SCREEN

SAW

Josh Bell

Why don't serial killers just kill people anymore? Ever since Silence of the Lambs and Seven, movie serial killers have gotten more and more elaborate with each new film, going to greater and greater lengths to convince audiences of their menace. Is murder no longer scary enough? Now we've got a movie, Saw, in which the killer doesn't even actually kill anybody. He traps his victims in elaborate scenarios in which they are forced, somehow, to cause their own deaths. Director James Wan and screenwriter Leigh Whannell have obviously seen Seven a good seven times too many, and you can imagine them sitting around gleefully devising more and more intricate and ridiculous situations to which to subject their characters.
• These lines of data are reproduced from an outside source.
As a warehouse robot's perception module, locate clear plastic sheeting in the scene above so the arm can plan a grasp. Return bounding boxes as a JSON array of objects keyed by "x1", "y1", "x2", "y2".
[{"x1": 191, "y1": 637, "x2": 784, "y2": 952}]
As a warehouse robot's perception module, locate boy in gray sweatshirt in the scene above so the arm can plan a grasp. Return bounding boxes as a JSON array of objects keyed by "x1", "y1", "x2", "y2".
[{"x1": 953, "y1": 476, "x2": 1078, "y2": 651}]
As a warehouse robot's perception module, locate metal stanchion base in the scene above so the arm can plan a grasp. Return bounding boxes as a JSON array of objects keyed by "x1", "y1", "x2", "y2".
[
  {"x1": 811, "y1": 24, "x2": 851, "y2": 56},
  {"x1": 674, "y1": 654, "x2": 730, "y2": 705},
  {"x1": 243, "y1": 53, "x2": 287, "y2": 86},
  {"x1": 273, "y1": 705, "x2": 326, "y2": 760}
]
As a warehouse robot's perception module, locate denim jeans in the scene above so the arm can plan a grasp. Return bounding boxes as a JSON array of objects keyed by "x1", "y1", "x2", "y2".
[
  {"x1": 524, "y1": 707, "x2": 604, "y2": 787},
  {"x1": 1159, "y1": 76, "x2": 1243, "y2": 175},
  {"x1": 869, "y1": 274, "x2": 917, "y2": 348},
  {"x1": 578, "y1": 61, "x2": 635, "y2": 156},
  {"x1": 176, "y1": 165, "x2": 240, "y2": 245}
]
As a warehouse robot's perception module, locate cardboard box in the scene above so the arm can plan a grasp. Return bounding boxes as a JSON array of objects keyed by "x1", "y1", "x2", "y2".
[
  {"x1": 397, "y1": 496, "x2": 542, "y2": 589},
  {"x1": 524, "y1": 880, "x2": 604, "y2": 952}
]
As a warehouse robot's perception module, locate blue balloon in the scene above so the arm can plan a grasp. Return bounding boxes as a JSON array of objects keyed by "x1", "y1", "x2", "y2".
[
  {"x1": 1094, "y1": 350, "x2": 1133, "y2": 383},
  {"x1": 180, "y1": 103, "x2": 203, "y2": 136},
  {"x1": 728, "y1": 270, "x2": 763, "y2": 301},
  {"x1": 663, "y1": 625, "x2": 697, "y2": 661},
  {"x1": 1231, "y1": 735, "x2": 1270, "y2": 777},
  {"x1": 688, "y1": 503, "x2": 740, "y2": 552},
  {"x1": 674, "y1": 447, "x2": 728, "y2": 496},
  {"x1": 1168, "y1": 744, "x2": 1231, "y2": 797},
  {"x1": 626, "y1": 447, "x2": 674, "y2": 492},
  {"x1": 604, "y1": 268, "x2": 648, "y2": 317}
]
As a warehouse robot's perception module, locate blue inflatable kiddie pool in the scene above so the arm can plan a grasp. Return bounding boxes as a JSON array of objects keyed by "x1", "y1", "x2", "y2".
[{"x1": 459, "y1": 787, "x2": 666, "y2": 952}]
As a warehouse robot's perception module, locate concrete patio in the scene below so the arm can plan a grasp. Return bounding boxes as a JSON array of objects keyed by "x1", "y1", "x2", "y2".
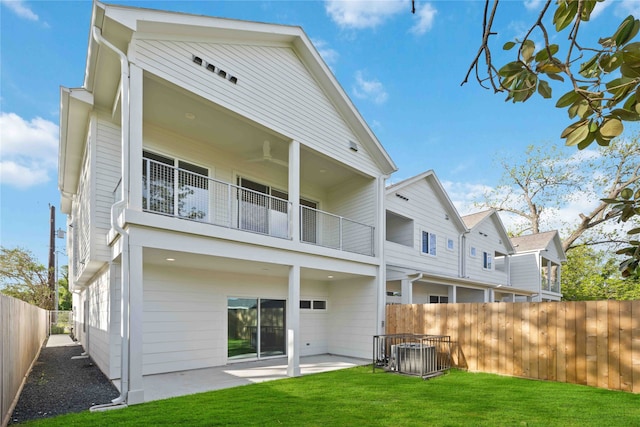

If only they'd spent as much time on dialogue, characterization and casting. The film starts with an intriguing premise: Two men, a doctor (Cary Elwes) and a photographer (writer Whannell), wake up in a dingy bathroom, each chained to pipes on opposite sides of the room. In the middle of the room is a dead body, surrounded by a pool of blood and clutching a tape recorder in one hand and a pistol in the other. Each man is given a tape to play, and clues are doled out as to the location of such items as a cigarette, a cell phone, a photograph and a pair of hacksaws that don't do much to cut through the chains but look suspiciously like they'd be effective on human flesh and bone.


It's the kind of setup that would make for a great one-act play, or maybe a terse, minimalist feature film, but Wan and Whannell can't leave well enough alone. Nearly half of the movie is comprised of flashbacks that are supposed to illuminate the backgrounds of the two men and their tormentor, but really just serve to introduce characters who can serve as red herrings so the audience will spend time wondering who the killer is. Danny Glover flounders in a subplot about the dedicated (but, judging by his actions, really, really stupid) cop who is always thisclose to catching the killer.


Elwes and Whannell are absolutely awful, stiff and histrionic at the same time, and only some of that can be blamed on Whannell's wooden dialogue and Wan's emphasis on flashy, Fincher-esque images over nuances of character. Those gruesome death scenarios are indeed gruesome, and will have some gore addicts smiling in sadistic glee, but the rest is all ludicrous plotting and nonsensical twists.